Ни на что доступное пониманию девушки дама Летти не намекала. Вечером Гвен собралась отлучиться, и Летти была рада, что Годфри обедает у нее.
Часов в восемь, когда они сидели за обедом, телефон зазвонил.
– Годфри, подойди ты, пожалуйста.
Он вышел в холл. Она слышала, как он снял трубку и назвал ее номер. «Да, совершенно верно», – сказал он. «Кто, кто это говорит?» – затем услышала Летти. И он положил трубку.
– Годфри, – спросила она, – это он?
– А кто же еще? – сорвался в крик Годфри. – «Скажите даме Летти, пусть помнит, что ее ждет смерть». И дал отбой. Черт знает, прямо удивительно. – Он сел за стол и снова принялся хлебать суп.
– Кричать незачем, Годфри. Держись поспокойнее. – При этом все ее грузное тело сотрясалось.
– Да нет, ну странно чертовски. Говорю тебе: у тебя есть враг. По выговору какой-то уличный парень, еще и шепелявый.
– Что ты, Годфри, он явно образованный человек. Но говорит нарочито мрачно.
– Я тебе говорю: парень с улицы. Я же его не в первый раз слышу.
– У тебя, должно быть, плоховато со слухом, Годфри. Это пожилой культурный человек, которому следовало бы понимать...
– Какой-нибудь разносчик, не более того.
– Чепуха. Поди позвони в полицию. Они просили всегда информировать...
– А толку-то? – сказал он. И, увидев, что она собралась возразить, прибавил:
– После обеда. Позвоню после обеда.
– Это он так в первый раз за две недели, что у меня Гвен. Когда Гвен подходит к телефону, он говорит: «Извините, не туда попал». Раза два или три на дню.
– Так, может быть, и в самом деле кто-то не туда попадает? Наверное, пересечение номеров. Ты на станцию звонила?
– Звонила, – сказала она. – Мне там сказали, что линия в полном порядке.

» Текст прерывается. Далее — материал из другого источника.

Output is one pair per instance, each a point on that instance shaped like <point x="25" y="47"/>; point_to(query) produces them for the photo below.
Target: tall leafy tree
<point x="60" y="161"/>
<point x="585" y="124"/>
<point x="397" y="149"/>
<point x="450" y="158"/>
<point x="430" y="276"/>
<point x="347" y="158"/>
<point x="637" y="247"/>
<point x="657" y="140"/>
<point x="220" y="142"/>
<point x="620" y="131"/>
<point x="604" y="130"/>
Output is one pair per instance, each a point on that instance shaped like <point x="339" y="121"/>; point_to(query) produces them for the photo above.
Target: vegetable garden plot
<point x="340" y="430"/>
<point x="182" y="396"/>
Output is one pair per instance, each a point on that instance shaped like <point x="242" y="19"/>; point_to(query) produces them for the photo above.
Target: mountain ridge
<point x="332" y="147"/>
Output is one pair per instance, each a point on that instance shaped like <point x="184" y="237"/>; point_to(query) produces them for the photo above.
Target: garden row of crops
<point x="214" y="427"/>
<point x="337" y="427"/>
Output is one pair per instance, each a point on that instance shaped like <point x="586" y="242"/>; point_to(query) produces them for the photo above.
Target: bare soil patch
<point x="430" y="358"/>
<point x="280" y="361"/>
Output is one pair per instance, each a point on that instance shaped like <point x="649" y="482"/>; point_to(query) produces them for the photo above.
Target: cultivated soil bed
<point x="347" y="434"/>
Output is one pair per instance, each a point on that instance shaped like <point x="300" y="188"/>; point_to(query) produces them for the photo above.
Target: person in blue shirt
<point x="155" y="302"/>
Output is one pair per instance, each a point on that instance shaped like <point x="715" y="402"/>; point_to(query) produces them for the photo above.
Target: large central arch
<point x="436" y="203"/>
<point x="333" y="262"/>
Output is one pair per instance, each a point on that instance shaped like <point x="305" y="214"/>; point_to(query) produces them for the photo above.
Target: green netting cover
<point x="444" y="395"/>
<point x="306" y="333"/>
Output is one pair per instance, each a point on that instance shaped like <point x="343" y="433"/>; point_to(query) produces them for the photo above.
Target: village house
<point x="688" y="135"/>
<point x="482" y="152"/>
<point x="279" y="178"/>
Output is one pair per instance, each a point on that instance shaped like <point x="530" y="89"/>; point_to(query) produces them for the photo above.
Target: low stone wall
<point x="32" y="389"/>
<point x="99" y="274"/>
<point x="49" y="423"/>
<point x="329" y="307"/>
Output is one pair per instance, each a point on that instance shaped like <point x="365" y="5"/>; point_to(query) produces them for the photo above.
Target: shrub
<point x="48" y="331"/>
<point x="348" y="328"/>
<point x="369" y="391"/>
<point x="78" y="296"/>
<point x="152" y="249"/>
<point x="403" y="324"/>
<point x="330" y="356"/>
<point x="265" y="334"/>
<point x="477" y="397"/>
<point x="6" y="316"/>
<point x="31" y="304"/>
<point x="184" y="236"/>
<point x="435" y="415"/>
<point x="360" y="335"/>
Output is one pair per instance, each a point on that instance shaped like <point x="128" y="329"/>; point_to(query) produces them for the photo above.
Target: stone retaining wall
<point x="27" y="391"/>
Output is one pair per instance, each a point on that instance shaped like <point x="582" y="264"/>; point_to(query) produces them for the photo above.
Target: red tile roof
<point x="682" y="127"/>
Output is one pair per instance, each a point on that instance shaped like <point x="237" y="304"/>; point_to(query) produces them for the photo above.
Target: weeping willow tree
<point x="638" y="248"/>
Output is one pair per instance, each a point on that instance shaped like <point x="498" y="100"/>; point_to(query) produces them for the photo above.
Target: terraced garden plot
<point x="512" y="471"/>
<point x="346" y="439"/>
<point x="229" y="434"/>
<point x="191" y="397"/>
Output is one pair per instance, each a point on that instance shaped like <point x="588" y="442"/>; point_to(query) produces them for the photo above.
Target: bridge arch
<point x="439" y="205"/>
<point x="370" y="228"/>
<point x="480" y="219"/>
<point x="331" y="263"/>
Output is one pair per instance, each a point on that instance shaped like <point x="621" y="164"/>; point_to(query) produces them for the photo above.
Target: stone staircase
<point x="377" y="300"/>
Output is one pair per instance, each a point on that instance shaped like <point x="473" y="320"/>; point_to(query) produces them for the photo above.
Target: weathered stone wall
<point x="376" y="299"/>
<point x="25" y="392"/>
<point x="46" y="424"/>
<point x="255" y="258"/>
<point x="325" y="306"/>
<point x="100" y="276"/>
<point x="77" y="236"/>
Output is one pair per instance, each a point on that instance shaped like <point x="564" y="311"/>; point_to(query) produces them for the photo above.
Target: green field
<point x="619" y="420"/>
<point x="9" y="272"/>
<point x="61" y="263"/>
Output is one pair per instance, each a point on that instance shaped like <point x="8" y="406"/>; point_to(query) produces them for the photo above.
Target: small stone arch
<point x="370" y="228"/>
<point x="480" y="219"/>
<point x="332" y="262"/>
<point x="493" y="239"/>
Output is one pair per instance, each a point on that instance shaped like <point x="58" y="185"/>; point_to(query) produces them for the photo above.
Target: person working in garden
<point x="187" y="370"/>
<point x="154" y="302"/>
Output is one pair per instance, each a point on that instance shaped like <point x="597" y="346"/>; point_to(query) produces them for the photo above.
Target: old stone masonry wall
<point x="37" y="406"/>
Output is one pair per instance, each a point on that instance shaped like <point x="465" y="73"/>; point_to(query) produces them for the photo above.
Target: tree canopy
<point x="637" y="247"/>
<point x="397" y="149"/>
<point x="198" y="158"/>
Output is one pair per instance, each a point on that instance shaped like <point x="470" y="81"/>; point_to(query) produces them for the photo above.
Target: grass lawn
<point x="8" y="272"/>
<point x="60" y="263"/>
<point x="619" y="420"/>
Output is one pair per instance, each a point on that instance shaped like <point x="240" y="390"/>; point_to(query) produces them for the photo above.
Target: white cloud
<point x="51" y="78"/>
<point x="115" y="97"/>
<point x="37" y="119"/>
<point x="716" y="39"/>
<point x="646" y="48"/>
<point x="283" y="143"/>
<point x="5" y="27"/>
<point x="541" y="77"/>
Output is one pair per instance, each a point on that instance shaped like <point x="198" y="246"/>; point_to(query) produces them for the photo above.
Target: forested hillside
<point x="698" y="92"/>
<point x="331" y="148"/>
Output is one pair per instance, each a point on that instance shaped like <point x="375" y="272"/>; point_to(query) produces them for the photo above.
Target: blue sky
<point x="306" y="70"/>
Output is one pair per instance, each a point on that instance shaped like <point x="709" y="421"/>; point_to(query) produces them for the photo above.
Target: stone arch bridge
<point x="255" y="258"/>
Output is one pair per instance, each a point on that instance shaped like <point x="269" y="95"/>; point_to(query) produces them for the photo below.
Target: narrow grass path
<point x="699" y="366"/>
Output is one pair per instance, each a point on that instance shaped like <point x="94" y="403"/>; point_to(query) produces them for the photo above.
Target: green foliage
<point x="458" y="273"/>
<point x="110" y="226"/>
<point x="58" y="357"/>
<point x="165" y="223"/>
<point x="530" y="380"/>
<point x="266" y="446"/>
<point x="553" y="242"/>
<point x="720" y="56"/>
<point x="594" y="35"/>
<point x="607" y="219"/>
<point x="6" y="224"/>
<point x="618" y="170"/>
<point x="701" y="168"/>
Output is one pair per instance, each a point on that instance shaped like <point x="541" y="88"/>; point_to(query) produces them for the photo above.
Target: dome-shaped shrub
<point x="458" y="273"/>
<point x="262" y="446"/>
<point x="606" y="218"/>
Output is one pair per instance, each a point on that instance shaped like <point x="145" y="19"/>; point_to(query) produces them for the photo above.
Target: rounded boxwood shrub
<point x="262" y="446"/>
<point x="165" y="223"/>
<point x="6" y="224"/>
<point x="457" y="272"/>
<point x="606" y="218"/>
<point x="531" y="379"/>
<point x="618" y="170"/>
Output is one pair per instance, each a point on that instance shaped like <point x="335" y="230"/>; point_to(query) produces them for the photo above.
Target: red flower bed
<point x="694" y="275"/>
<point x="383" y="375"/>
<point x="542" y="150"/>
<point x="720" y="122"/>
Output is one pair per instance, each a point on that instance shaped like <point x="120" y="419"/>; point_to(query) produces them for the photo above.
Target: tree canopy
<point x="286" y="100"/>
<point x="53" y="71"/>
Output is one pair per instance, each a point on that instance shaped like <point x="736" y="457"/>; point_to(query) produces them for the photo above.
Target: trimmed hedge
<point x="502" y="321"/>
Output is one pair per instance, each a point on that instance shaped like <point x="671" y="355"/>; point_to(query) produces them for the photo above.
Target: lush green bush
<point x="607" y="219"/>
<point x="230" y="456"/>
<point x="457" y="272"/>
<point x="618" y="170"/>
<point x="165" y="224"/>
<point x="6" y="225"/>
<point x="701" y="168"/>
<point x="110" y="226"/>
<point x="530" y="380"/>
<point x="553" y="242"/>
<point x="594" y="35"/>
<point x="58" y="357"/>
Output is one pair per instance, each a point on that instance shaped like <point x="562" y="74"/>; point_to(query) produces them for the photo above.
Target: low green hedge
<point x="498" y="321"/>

– Да наверняка номера пересеклись.
– Ох, – сказала она, – ты совсем как Гвен: пересеклись, пересеклись. Я-то, пожалуй, догадалась, кто он такой. Я думаю, это главный инспектор Мортимер.
– Не его голос.
– Значит, подручный, – сказала она.
– Чушь. В его-то положении.
– Вот почему полиция и ротозейничает. Она знают; но ни за что не откроют. Он же их бывший начальник.
– А я тебе говорю, у тебя есть враг.
– А я тебе говорю, что это Мортимер.
– Тогда почему же, – поинтересовался Годфри, – ты с ним по-прежнему советуешься?
– Чтобы он не догадался, что я его подозреваю. Тут он и попадется в ловушку. А пока что, как я тебе говорила, он из моего завещания вылетел. И вот уж этого он точно не знает.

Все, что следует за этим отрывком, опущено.